Kurzum: Für die Kunden bedeutet jedes fehlende Fachgeschäft ein „deutliches Weniger an Beratung“. Die werde von „jungen Leuten mit gesunden Füßen“ zwar weniger in Anspruch genommen, doch auch diese Klientel „fordert unsere Beratung und bestellt dann im Internet“ – ein Kundenverhalten, mit dem alle Fachgeschäfte zunehmend konfrontiert sind.
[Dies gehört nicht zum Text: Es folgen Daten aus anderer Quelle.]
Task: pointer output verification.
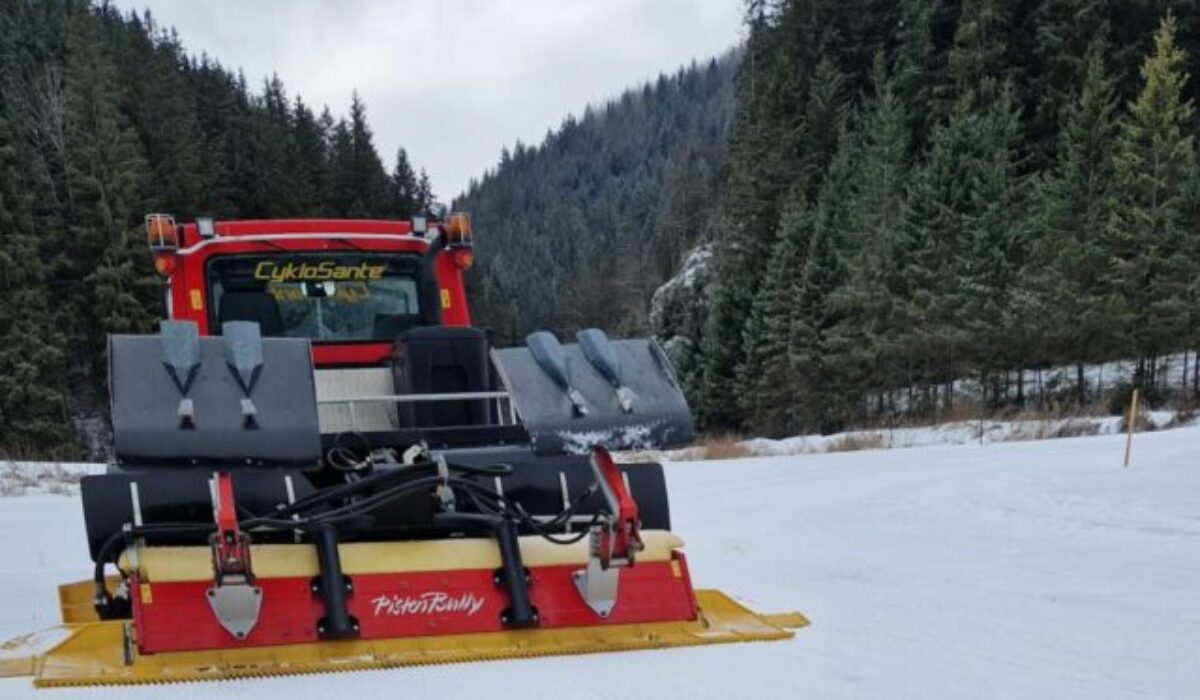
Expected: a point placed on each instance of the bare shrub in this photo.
(855, 442)
(1077, 429)
(721, 447)
(11, 489)
(59, 489)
Doch abgesehen von all diesen Problemen gebe es noch ein weiteres Feld, das „den gesamten Einzelhandel“ betreffe. Schneider verweist auf die Personalsituation: „Es ist unheimlich schwierig, Fachkräfte zu finden. Und das gilt auch für Angelernte.“ Das liege zum einen an den Arbeitszeiten, zum anderen auch an der Vergütung. „Und die korreliert mit den Margen, die ja auch nicht steigen.“

Schneider kennt nach eigener Aussage die Branche, in der er „von der Pike auf“ sein gesamtes Berufsleben tätig war. Als er das Geschäft 1987 von seinem Vater übernahm, war das Kundenverhalten noch „ein völlig anderes als heute“. Zum einen seien die Kunden heute „angebotsorientiert“, zum anderen „kaum bereit, mehr auszugeben“. Die Schuhpreise selbst spiegeln das, „ganz anders als die allgemeine Preisentwicklung sind sie nämlich erstaunlich stabil: Markenschuhe beginnen bei rund 50 Euro, vor 20 Jahren waren es 99 oder 100 DM“, erinnert sich Schneider. Kurzum: Fachgeschäfte und der Schuhfachhandel im besonderen „beackern ein schwieriges Feld. Die Umsatzkeule trifft uns alle!“ Ein langfristiges Überleben könne alleine mit einem stationären Geschäft nicht gesichert werden, „ohne Versand, also Onlinehandel, kann man nicht überleben“. Das Problem dabei: „Der Online-Markt ist bereits besetzt. Sich da zu etablieren, erfordert entsprechende Investitionen und einen langen Atem.“

Trotz all dieser Gründe „fällt es mir nicht leicht, das Geschäft zu schließen“, sagt Schneider. Und auch an seine mitarbeitende Frau und die Angestellten – „wir sind ein tolles Team, bei uns gab es nie Probleme“ – denkt der Geschäftsmann. „Aber irgendwann muss man seine Entscheidung halt treffen. Bei mir halten sich die Emotionen und die Betriebswirtschaft die Waage.“ Dass er in den vergangenen Tagen „vielfach angesprochen wurde, weil unser ’Aufhören’ die Kunden mitnimmt“, das geht ihm nicht leicht über die Lippen. „Die Leute, oftmals langjährige Kunden, fragen uns, wo sie denn dann ihre Schuhe kaufen sollen“, erzählt Schneider. Noch können sie im Schuhhaus einkaufen, der Abverkauf läuft. „Beratung gibt’s natürlich auch noch.“

Was mit dem Geschäftshaus zukünftig geschehen wird, ist noch offen. „Zwei Interessenten haben sich schon gemeldet. Aber das ist jetzt noch zu früh, da müssen wir abwarten“, sagt Wilhelm Schneider.